Insights on What Communities Need to Thrive
Notes from the president
For more than 75 years, The Pew Charitable Trusts has worked to understand what communities need to thrive, who is missing out and why, and how to lower barriers that keep success out of reach. This issue of Trust takes a close look at some of these essentials: safe and affordable housing, access to high-speed internet, and, for many people, a sense of spirituality.
Few things are more essential than having a roof over our heads. Housing provides stability and safety and is often linked to other quality-of-life issues, including being able to live close to work and send children to a good school. But today, housing has become unaffordable for many families. Between 2019 and 2022, the median price of a house jumped 25% in the United States. And over the last seven years, rents have skyrocketed 30%. As Alex Horowitz, a project director for Pew’s housing policy initiative, notes in this issue of Trust, “Americans are struggling to afford housing because housing costs are rising to the highest levels we’ve ever seen.”

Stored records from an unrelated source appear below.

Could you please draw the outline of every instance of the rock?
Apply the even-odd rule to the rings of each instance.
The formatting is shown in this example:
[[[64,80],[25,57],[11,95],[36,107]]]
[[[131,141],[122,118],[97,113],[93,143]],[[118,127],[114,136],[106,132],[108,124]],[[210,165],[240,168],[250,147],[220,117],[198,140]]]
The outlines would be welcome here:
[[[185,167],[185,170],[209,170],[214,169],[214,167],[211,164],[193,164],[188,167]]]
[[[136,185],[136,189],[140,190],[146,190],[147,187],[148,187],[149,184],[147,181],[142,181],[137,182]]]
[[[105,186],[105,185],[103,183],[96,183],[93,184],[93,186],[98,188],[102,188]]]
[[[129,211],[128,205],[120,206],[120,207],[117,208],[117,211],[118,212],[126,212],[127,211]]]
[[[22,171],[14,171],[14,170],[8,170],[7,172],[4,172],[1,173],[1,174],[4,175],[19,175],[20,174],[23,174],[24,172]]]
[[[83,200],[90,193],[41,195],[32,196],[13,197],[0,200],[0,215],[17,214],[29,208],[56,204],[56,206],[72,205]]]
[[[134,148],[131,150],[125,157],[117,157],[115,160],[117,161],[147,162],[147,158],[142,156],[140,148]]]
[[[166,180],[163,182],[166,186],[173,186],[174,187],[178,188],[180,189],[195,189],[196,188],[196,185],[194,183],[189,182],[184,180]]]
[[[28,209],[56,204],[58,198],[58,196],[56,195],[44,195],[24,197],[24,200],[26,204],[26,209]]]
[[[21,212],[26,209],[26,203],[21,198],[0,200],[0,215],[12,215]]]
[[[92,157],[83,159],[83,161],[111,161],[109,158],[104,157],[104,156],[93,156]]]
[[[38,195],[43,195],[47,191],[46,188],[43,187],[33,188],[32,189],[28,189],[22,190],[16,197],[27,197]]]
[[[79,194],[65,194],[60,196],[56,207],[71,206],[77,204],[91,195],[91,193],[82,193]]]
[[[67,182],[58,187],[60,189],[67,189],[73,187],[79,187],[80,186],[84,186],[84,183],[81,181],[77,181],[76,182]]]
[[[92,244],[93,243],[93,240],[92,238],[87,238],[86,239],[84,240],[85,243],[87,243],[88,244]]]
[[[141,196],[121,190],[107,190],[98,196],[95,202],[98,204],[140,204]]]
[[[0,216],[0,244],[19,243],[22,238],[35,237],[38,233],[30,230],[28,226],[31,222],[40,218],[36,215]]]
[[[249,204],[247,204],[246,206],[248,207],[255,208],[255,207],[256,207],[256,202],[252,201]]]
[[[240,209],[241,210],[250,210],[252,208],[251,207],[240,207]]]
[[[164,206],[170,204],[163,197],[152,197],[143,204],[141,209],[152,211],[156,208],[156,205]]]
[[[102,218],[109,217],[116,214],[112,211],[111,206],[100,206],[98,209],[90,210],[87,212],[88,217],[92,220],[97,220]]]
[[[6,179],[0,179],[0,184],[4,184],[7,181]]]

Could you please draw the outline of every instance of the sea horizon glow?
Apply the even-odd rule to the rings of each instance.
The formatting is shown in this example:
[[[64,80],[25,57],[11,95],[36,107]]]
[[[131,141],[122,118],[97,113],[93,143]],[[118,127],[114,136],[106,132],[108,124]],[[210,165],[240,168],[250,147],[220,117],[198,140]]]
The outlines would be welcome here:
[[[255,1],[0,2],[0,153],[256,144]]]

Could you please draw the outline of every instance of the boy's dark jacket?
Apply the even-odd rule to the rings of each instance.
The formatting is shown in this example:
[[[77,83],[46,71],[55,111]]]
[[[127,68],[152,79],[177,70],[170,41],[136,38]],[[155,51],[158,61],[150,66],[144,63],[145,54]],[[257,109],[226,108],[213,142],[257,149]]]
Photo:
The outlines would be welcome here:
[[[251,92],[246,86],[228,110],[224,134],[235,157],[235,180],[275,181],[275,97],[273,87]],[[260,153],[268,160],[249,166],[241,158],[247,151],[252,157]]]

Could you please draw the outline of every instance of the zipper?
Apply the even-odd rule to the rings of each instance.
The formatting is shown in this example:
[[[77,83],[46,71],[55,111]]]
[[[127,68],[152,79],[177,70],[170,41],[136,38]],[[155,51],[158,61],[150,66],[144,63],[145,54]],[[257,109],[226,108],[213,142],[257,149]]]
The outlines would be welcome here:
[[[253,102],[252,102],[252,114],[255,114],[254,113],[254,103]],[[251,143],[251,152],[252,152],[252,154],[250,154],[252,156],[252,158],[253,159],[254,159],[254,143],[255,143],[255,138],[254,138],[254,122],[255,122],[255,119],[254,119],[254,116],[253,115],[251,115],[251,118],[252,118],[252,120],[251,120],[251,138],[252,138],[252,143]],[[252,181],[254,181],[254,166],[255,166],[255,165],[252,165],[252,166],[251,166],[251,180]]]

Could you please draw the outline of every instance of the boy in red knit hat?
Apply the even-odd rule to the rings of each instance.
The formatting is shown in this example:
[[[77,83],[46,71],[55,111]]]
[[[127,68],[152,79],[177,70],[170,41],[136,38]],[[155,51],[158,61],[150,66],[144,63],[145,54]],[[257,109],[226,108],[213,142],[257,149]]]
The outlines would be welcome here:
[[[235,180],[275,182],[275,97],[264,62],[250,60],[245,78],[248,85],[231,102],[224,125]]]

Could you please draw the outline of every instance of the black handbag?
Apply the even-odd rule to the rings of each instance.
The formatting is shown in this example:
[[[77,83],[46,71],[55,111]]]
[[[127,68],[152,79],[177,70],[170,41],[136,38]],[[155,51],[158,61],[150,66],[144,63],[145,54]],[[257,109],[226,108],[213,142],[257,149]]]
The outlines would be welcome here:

Analyses by Pew and others have found that strict land-use regulations have limited the availability of housing, and burdensome financial policies have prevented many creditworthy homebuyers—including Black, Hispanic, and Indigenous people, and those in rural areas— from obtaining mortgages. This has led more than 35 million Americans to turn to risky forms of financing. As for rents, the higher they go, the more difficult it becomes to save for a down payment on a house.
But some cities and states are finding real solutions. Houston, for example, added 10.2% to its housing stock between 2015 and 2023 by reducing its minimum lot size, and Minneapolis reformed its zoning policies, including allowing more apartments as well as duplex and triplex construction on all residential lots. This increased new housing stock helped hold rents steady, and decreased homelessness.
Housing has always been one of life’s essentials, but other elements of our basic civic infrastructure are relatively new, like high-speed internet. Today, 24 million Americans still don’t have this modern necessity—either because no broadband network reaches them, or they can’t afford the cost. High-speed internet is more than a convenience—it’s essential to understanding and addressing health issues, succeeding in school and work, responding to local and national emergencies, and staying in contact with friends and family. Kathryn de Wit, who leads Pew’s broadband access initiative, explains that “this is really an equity issue. Affordable broadband democratizes opportunity.” She cites Pew Research Center data showing that 43% of adults making less than $30,000 annually lack broadband, and 49% of households earning less than $50,000 a year have trouble affording internet service.
Pew has played an active role in helping expand access to high-speed internet, bringing together state and federal broadband officials, digital equity advocates, industry experts, and academic researchers to discuss how to better deliver internet services. The federal Infrastructure Investment and Jobs Act of 2021 includes $42 billion to expand high-speed internet networks, with subsidies to help low-income households pay for broadband. Pew has conducted education and training programs—at no cost—to 35 states and territories to help them make good use of the new federal funding.
Broadband brings people closer to each other and helps us understand each other. And as Pew Research Center reports in “Spirituality Among Americans,” many in this country also feel an essential need to connect to a larger spiritual world. Based on a survey of 11,201 respondents in the nationally representative American Trends Panel, the Center found that 7 in 10 U.S. adults call themselves spiritual—including 22% who say they aren’t religious. The findings come as the share of the Christian population in America is shrinking, and the number of people without a religious affiliation is growing. The survey asked a range of new questions to better learn about how people define and view spirituality, which will form the basis for additional Center research on this subject in the coming years.
That research illustrates a particular essential for Pew: data. It is the foundation of everything we do. It keeps us nonpartisan. It keeps us accurate. It keeps us humble. And as this issue of Trust demonstrates, it keeps us informed about the ever-changing trends in American life—and how we can make lives better for our communities.